Voters in The Peach State went to the polls this week for state and local primaries and while Georgia may have had record-breaking turnout for the March 1 presidential preference primary, the same could not be said this week. That being said, early voting numbers were up from this time two years ago.

Despite the relatively low turnout, there were some issues. Voters were encouraged to report problems to the secretary of state’s office via social media.

In DeKalb County, a couple visiting a voting site drove their car through a playground fence at the polling place church and had to be rescued from their car when it dangled over a ledge at a 45 degree angle. Neither person in the car suffered serious injuries.

A voter in Atlanta said that a poll worker yelled at her when she brought notes into the polling place. Voter Jennifer Summer told 11Alive that she always does research on the candidates before an election and brings those notes with her. The secretary of state’s office is investigating.

Although the lights blinked, voting was not affected at a Forsyth County polling place when a transformer outside the site caught fire early Tuesday morning.

In Gwinnett County, one polling place in Norcross was ordered to stay open late because it opened late Tuesday. Superior Judge Tom Davis ordered the polls to remain open until 7:42 p.m. because the site opened late after a poll manager locked herself out.

The results in Douglas County were delayed till late Wednesday because the county was forced to do a manual count after a candidate dropped out of the race. Absentee and early ballots featured the candidate, election day ballots did not so they had to be counted separately.

And in Fulton County, at least 100 voters voted in the wrong Congressional race after a data glitch provided them with an incorrect ballot. According to the Atlanta Journal-Constitution, the secretary of state’s office and Democratic party knew of the data glitch, but failed to notify elections officials in Fulton who produce the ballots.

Vermont Senator Bernie Sanders has asked for a recanvass of the Kentucky primary vote. Currently Hillary Clinton leads Sanders by about two thousand votes in Kentucky. According to The Washington Post, the Sanders campaign has offered no examples of questionable vote-counting or electioneering and went with a recanvass instead of recount because the state covers the costs of the recanvass.

The Maryland State Board of Elections has determined that about 1,650 ballots cast in Baltimore were handled improperly. Of those 1, 188 provisional ballots were improperly scanned in primary day vote totals and 465 other provisional ballots were not considered.

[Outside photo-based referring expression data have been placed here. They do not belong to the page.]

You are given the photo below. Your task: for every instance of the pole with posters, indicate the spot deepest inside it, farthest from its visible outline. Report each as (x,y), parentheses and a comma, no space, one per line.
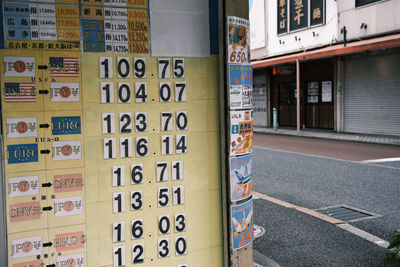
(239,87)
(111,139)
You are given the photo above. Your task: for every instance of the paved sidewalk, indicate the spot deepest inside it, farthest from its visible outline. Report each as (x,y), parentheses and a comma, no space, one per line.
(324,134)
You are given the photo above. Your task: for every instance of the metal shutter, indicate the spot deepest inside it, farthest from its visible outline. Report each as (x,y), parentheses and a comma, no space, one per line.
(372,93)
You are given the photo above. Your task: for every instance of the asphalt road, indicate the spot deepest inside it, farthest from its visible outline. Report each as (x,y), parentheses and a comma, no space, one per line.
(328,174)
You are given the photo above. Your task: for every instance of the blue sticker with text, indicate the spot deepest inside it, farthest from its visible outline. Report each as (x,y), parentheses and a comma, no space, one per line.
(22,153)
(65,125)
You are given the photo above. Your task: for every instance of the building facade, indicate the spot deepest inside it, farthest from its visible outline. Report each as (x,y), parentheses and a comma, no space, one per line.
(344,56)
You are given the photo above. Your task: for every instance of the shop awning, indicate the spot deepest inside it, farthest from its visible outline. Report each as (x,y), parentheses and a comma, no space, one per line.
(334,50)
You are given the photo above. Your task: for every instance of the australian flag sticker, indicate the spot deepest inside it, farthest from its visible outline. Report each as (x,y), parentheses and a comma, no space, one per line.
(22,153)
(66,125)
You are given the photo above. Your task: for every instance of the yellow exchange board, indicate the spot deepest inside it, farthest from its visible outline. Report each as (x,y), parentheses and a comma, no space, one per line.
(111,159)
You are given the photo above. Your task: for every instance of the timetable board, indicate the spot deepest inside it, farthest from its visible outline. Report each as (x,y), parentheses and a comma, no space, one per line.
(118,26)
(111,159)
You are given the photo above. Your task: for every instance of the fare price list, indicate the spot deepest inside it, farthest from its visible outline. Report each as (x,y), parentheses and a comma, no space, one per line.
(133,142)
(117,26)
(43,167)
(35,25)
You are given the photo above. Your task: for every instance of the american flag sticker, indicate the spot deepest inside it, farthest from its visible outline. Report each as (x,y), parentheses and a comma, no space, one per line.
(20,92)
(19,66)
(64,67)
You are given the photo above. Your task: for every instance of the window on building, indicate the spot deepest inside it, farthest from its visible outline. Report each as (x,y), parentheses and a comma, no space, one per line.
(295,15)
(365,2)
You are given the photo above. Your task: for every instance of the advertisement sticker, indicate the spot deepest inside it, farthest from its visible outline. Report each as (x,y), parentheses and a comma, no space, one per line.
(241,132)
(242,224)
(240,177)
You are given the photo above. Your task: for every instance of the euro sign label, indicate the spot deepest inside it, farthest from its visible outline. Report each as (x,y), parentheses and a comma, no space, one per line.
(21,127)
(64,92)
(26,247)
(19,66)
(22,153)
(66,125)
(23,186)
(66,150)
(75,260)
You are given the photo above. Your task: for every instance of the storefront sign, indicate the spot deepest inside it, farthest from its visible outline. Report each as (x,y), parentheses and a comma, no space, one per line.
(282,16)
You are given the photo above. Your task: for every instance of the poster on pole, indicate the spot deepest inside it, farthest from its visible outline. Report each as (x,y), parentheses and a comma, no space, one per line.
(240,86)
(242,224)
(238,40)
(240,177)
(241,132)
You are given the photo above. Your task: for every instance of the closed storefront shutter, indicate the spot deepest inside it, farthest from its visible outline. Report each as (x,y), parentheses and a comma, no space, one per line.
(372,93)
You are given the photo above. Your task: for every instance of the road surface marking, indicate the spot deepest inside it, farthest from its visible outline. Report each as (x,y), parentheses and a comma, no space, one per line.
(325,157)
(367,236)
(302,209)
(381,160)
(341,224)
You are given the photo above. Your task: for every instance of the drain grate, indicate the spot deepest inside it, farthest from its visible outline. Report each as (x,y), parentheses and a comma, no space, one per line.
(347,214)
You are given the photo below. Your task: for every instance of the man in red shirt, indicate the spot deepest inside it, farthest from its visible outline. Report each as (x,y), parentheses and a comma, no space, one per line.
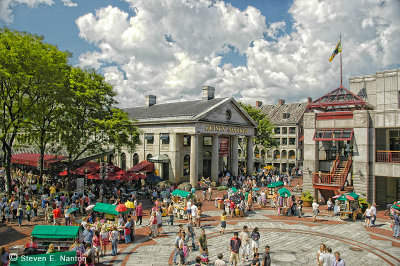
(57,216)
(139,213)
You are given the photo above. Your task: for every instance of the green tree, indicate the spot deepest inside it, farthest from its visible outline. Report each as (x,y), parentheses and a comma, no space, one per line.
(27,67)
(264,131)
(90,121)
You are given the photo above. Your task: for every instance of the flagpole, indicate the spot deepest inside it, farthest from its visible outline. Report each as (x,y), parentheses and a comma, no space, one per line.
(340,60)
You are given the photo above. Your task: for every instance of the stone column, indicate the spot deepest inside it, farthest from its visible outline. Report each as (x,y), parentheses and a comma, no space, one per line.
(194,145)
(215,158)
(250,155)
(235,156)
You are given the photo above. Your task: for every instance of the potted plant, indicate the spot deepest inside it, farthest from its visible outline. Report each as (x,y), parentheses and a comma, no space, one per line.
(307,199)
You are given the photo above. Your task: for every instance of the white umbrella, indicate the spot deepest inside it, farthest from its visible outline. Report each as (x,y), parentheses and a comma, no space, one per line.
(88,208)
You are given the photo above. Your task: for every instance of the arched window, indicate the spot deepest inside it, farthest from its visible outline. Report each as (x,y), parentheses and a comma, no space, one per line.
(123,161)
(186,165)
(135,160)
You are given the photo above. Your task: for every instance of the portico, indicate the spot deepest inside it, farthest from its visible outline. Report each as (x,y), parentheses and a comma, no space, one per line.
(199,138)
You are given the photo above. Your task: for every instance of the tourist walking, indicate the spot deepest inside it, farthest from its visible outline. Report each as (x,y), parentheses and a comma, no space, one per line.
(203,242)
(235,244)
(219,261)
(266,257)
(315,206)
(338,261)
(255,237)
(170,212)
(396,224)
(245,238)
(320,253)
(139,213)
(223,222)
(114,238)
(177,250)
(368,215)
(190,233)
(373,210)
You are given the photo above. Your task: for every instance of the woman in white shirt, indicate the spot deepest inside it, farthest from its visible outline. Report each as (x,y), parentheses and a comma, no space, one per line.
(315,210)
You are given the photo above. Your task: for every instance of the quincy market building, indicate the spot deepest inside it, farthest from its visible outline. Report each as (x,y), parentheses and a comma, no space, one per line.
(352,139)
(192,139)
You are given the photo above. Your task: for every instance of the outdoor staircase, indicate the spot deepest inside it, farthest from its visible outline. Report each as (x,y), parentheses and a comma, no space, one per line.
(332,183)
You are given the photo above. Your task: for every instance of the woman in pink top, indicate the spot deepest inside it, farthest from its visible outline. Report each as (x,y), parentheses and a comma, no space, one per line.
(97,245)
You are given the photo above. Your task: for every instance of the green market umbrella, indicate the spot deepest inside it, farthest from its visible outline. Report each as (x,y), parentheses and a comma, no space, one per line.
(70,210)
(180,193)
(284,192)
(234,190)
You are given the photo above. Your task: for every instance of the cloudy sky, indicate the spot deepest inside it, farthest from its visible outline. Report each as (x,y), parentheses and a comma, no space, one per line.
(250,49)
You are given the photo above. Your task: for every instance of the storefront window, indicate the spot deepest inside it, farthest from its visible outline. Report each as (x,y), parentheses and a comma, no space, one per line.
(186,140)
(149,139)
(207,141)
(394,136)
(186,165)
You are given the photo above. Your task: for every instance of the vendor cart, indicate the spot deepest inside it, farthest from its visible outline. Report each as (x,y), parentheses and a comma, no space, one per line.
(349,207)
(58,235)
(180,197)
(272,188)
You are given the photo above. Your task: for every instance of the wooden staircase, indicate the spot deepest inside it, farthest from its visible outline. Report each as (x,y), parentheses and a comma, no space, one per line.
(332,183)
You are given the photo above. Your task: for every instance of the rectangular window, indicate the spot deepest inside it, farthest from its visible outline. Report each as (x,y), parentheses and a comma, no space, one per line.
(186,140)
(164,139)
(394,137)
(149,139)
(207,141)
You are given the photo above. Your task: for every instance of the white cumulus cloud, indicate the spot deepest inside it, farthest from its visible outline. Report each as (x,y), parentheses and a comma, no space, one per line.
(7,5)
(172,48)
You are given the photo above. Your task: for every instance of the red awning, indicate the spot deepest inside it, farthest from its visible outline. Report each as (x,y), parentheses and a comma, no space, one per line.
(333,134)
(87,168)
(143,166)
(32,159)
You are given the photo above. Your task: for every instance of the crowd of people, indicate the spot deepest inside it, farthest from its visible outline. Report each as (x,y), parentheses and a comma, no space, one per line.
(31,200)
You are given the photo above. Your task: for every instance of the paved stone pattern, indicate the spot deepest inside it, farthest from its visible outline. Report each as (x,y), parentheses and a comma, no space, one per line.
(292,243)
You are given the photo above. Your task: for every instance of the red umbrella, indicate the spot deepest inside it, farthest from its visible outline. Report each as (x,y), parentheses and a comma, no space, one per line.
(121,208)
(93,176)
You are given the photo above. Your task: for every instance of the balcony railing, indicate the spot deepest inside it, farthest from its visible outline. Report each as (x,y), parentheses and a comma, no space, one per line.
(388,156)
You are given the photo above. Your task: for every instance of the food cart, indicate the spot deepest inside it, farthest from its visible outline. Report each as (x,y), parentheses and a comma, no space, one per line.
(272,188)
(283,205)
(111,215)
(179,198)
(53,259)
(349,207)
(58,235)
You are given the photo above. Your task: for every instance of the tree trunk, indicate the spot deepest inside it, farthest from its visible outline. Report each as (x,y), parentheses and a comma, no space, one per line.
(42,150)
(7,158)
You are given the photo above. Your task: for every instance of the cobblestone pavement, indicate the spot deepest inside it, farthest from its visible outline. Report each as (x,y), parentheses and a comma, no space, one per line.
(292,241)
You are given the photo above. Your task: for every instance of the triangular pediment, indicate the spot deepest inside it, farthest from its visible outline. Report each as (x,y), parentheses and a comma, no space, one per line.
(228,112)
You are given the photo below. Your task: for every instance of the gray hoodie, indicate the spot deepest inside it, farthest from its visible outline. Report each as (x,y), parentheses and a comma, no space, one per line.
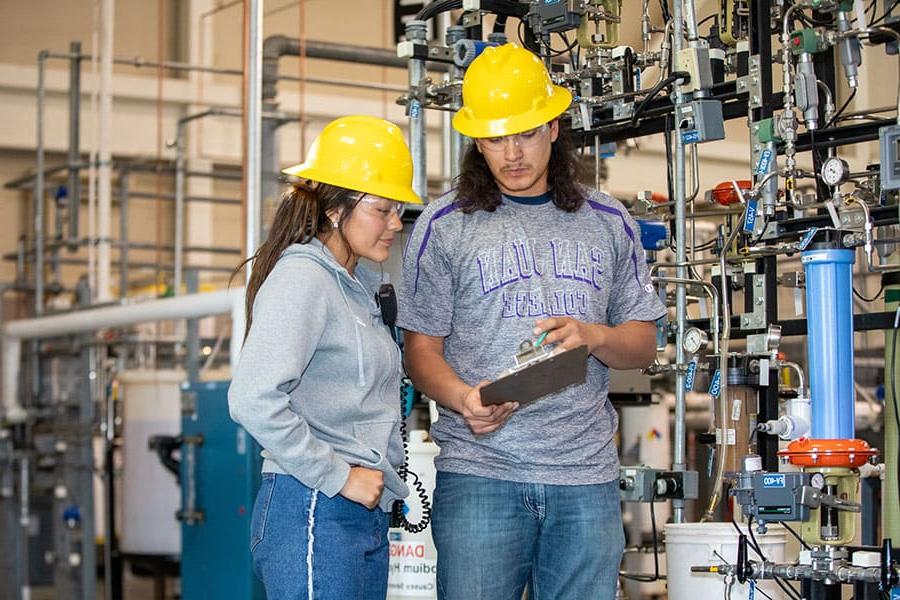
(318,381)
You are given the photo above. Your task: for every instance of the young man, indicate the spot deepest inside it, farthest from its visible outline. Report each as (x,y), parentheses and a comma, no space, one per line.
(525,494)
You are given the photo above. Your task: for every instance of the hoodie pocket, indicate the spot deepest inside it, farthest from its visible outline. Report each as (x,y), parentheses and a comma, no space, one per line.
(376,436)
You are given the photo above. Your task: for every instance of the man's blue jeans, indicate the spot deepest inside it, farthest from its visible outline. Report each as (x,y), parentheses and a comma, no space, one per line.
(307,546)
(493,537)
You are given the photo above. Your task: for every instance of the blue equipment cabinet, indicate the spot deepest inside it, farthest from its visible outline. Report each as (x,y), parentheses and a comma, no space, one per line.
(220,475)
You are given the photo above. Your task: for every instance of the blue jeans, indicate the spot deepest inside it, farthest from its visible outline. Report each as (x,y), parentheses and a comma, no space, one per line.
(494,537)
(307,546)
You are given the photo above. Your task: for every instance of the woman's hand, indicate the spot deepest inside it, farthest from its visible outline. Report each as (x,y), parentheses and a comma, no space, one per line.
(364,486)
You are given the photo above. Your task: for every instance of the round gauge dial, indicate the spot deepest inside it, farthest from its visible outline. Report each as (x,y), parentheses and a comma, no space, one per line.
(817,481)
(835,170)
(694,340)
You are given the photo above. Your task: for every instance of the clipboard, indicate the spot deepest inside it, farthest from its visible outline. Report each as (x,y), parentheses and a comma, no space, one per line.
(538,379)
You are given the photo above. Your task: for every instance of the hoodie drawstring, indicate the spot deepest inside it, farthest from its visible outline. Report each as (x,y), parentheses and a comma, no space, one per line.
(361,381)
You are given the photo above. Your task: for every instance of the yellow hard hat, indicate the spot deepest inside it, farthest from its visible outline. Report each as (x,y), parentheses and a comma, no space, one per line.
(361,153)
(507,90)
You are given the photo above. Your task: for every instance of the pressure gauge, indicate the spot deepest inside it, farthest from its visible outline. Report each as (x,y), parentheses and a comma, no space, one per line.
(817,481)
(694,340)
(835,171)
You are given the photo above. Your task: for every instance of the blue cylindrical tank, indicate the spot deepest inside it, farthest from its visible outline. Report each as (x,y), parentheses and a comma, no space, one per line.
(829,308)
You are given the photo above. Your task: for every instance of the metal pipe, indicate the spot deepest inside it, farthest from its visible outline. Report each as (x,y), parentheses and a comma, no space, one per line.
(24,526)
(457,140)
(690,21)
(723,374)
(12,333)
(679,456)
(139,63)
(252,112)
(38,226)
(104,174)
(713,294)
(74,138)
(890,505)
(416,32)
(123,232)
(787,77)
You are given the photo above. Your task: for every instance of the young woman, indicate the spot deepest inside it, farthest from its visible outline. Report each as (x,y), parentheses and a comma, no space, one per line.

According to The Baltimore Sun, there were problems at precincts throughout the city, the review found. At only 75 of the city's 296 precincts did the number of voters who checked into the polls and the number of ballots cast match. At 11 precincts, there were at least 30 more ballots cast than voters who checked in.

"It is what it is," Armstead B.C. Jones Sr., Baltimore’s election director told The Sun. "It shouldn't have happened, but Baltimore City is not the only place where it happened."

Voters in Washington mailed it in this week and there were no reports of any problems. Turnout was mixed.

The primary cost the state $11.5 million to conduct and once again ignited discussions about changing the process.